No al marxismo reformista, que por el contrario recuperaba una
vieja y discutible lozanía en nombre de la democracia, la libertad
y el pluralismo predicados por el liberalismo burgués. La sobrevivencia
del capitalismo (sin crisis final rápida como había vaticinado
la III Internacional) dio por tierra con aspectos teóricos fundamentales
de la política marxista de los últimos 30 años, lo que develaba
una crisis teórica profunda, indisimulable ya, del proyecto socialista.
Para Paramio, sin nuevo modelo teórico marxista no había modelo
político de cambio, ni imágenes movilizadoras en lo social, ni
voluntades convocantes, ni visiones deseables, verosímiles y persuasivas
en las masas.
Para el filósofo
cordobés Oscar del Barco, el planteo que había que realizar era
inverso al de Paramio. La crisis del marxismo era fundamentalmente
política, a riesgo de caer en un teoricismo de corte mítico cientificista.
De transformar la teoría en un sujeto fantasmal y borrar todo
determinante no teórico del propio teorizar, llevando la abstracción
teórica a un orden intelectual salvacionista. Decir sólo crisis
teórica del marxismo, era darle las herramientas como siempre
a intelectuales predestinados, iluministas, para que regresen
otra vez a la manera leninista con soluciones para las nuevas
y pasivas subjetividades de masas. Para del Barco se vivía “la
toma de conciencia social del fracaso de una práctica política”,
la marxista. Los socialismos reales, la socialdemocracia y el
bolcheviquismo de vanguardia fueron incapaces de concretar una revolución
social. Este “callejón sin salida” produjo el estallido irremediable
del socialismo real, de las vanguardias, “del partido guía depositario
de la verdad teórica”, y finalmente de “la ciencia marxista”.

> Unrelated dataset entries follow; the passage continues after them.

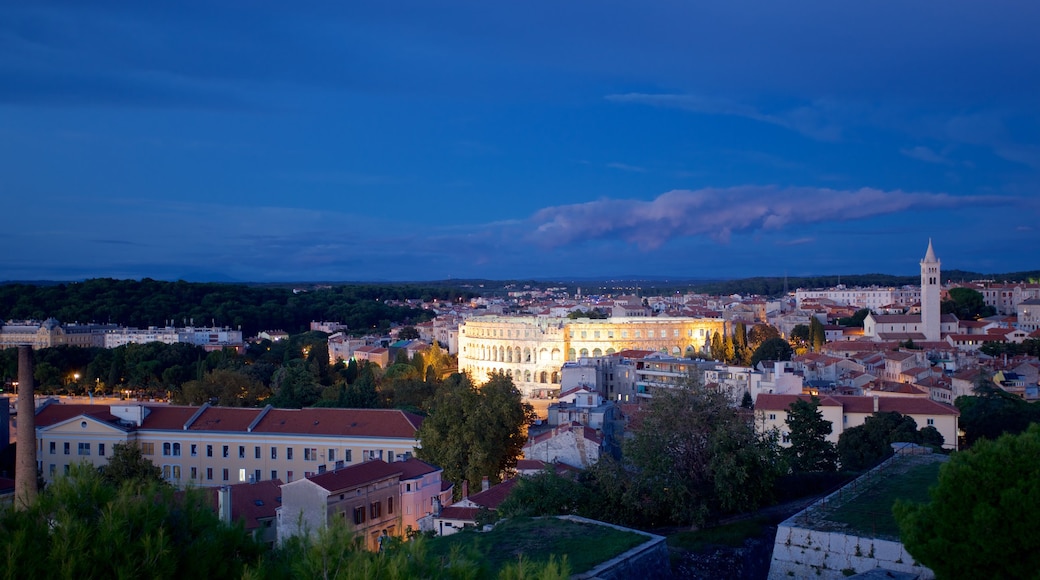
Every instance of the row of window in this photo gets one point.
(374, 510)
(174, 450)
(83, 449)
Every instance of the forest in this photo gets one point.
(151, 302)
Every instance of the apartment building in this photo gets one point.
(209, 446)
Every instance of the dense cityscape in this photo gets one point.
(474, 410)
(386, 290)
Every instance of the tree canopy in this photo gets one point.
(984, 516)
(809, 450)
(474, 432)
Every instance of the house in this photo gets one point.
(846, 412)
(210, 446)
(463, 513)
(366, 496)
(575, 445)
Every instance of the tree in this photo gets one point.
(866, 445)
(84, 527)
(696, 457)
(809, 449)
(474, 432)
(127, 465)
(856, 319)
(984, 515)
(772, 349)
(966, 305)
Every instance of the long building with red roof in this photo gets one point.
(217, 446)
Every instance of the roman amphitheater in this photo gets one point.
(533, 348)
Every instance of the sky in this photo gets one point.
(400, 140)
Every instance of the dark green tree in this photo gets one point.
(696, 457)
(474, 432)
(809, 449)
(984, 513)
(866, 445)
(772, 349)
(127, 465)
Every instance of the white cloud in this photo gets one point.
(721, 212)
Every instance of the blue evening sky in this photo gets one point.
(424, 140)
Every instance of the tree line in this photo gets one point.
(151, 302)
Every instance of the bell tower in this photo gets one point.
(930, 287)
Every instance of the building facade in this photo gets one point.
(533, 349)
(208, 446)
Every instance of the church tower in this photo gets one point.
(930, 286)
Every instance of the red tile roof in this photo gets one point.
(54, 414)
(344, 422)
(356, 475)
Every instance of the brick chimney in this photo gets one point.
(25, 455)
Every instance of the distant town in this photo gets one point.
(385, 424)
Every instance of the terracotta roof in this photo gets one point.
(54, 414)
(224, 419)
(494, 496)
(462, 513)
(414, 468)
(251, 502)
(356, 475)
(343, 422)
(167, 417)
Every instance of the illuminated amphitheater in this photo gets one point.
(531, 349)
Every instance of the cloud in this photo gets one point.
(719, 213)
(815, 120)
(925, 154)
(627, 167)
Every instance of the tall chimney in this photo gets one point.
(25, 456)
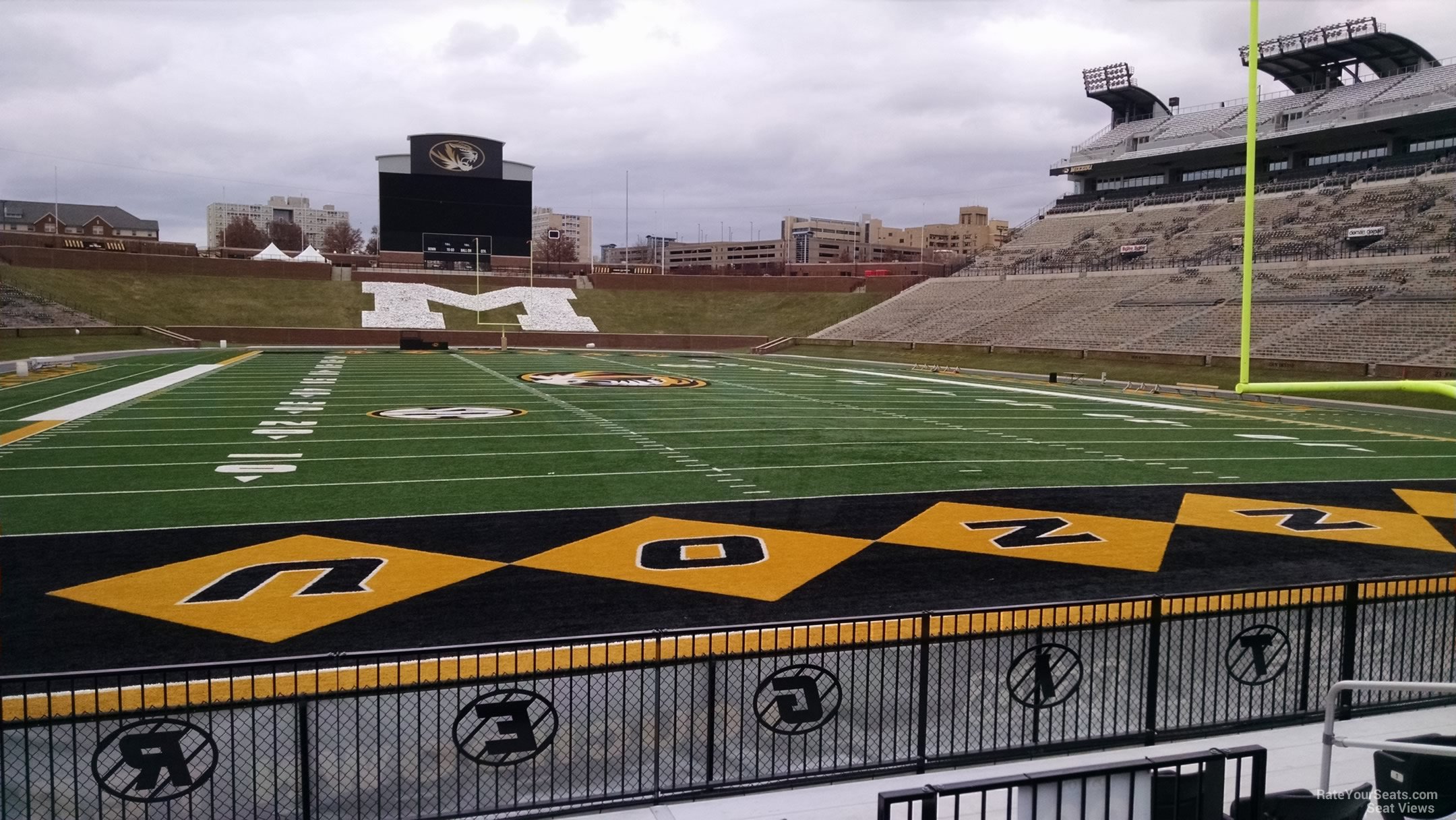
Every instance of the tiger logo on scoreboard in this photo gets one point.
(611, 379)
(455, 155)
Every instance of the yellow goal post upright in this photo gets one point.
(1446, 388)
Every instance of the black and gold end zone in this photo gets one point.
(274, 590)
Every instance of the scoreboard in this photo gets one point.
(456, 251)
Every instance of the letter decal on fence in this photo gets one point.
(1044, 675)
(797, 699)
(401, 305)
(155, 761)
(1257, 654)
(506, 727)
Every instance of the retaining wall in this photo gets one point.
(460, 339)
(162, 264)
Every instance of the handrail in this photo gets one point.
(928, 796)
(1330, 740)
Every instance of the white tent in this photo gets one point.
(309, 256)
(271, 252)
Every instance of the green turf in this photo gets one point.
(1123, 370)
(150, 299)
(763, 429)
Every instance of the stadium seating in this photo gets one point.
(1309, 221)
(21, 309)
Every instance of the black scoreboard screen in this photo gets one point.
(415, 204)
(456, 251)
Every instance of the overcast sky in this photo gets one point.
(725, 113)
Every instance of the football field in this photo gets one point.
(262, 440)
(155, 507)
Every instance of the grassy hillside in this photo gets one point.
(140, 299)
(12, 347)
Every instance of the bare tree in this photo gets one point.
(559, 250)
(342, 238)
(286, 235)
(241, 232)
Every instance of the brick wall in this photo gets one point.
(160, 264)
(342, 337)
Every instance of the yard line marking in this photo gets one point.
(113, 398)
(1108, 399)
(1011, 389)
(26, 432)
(455, 479)
(55, 378)
(86, 388)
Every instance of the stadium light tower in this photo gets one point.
(1105, 78)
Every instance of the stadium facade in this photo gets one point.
(293, 210)
(1352, 98)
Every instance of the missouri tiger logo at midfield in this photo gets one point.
(612, 379)
(455, 155)
(439, 414)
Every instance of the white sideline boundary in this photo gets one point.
(113, 398)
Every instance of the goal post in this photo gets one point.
(503, 325)
(1443, 388)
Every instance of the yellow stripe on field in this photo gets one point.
(239, 357)
(587, 657)
(26, 432)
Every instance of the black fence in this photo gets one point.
(1176, 787)
(532, 729)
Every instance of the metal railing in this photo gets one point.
(1176, 787)
(1339, 699)
(545, 726)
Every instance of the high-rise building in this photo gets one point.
(293, 210)
(571, 226)
(973, 232)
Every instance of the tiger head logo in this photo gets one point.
(611, 379)
(456, 155)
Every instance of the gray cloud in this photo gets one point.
(588, 12)
(727, 113)
(469, 40)
(548, 49)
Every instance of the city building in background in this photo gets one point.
(107, 222)
(814, 239)
(734, 256)
(293, 210)
(571, 226)
(647, 252)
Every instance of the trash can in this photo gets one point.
(1416, 786)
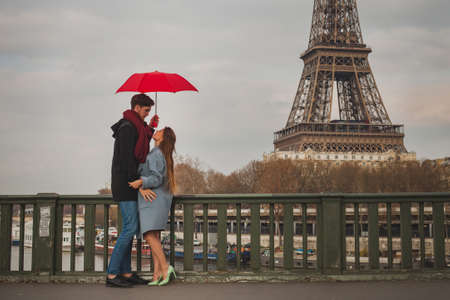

Para del Barco, había nuevos sujetos que ya no querían políticamente
ser dirigidos por ese determinado partido ni pensados por esas
determinadas formas teóricas. Esa era la profunda crisis histórica
de la izquierda.
Fue uno de los
muchos debates que engendró esa extraña época de ideas incandescentes
buscando respuestas para una historia que parecía ahuecarse de
sentidos, y parir otros que no tenían todavía sitios ideológicos
ni políticos establecidos. Esos años vieron nacer prometeicamente
nuevas variables organizativas de protestas y de políticas autónomas,
feminismos, asambleísmos, democracia directa, ecologismos, movimientos
carcelarios, antiautoritarios, autogestionarios, de derechos humanos,
extrapartidarios, contraculturales, indigenistas, vida cotidiana, extraparlamentarios,
consejismos alternativos, minorías étnicas, gay, reivindicaciones
de género y neoanarquismos que ya no postularon La Gran Revolución.
Años que a la vez vieron morir esquemas y verdades sacrosantas
de esa revolución histórica unificante, totalizante –de asalto
obrero al Estado– en clara despedida de la historia.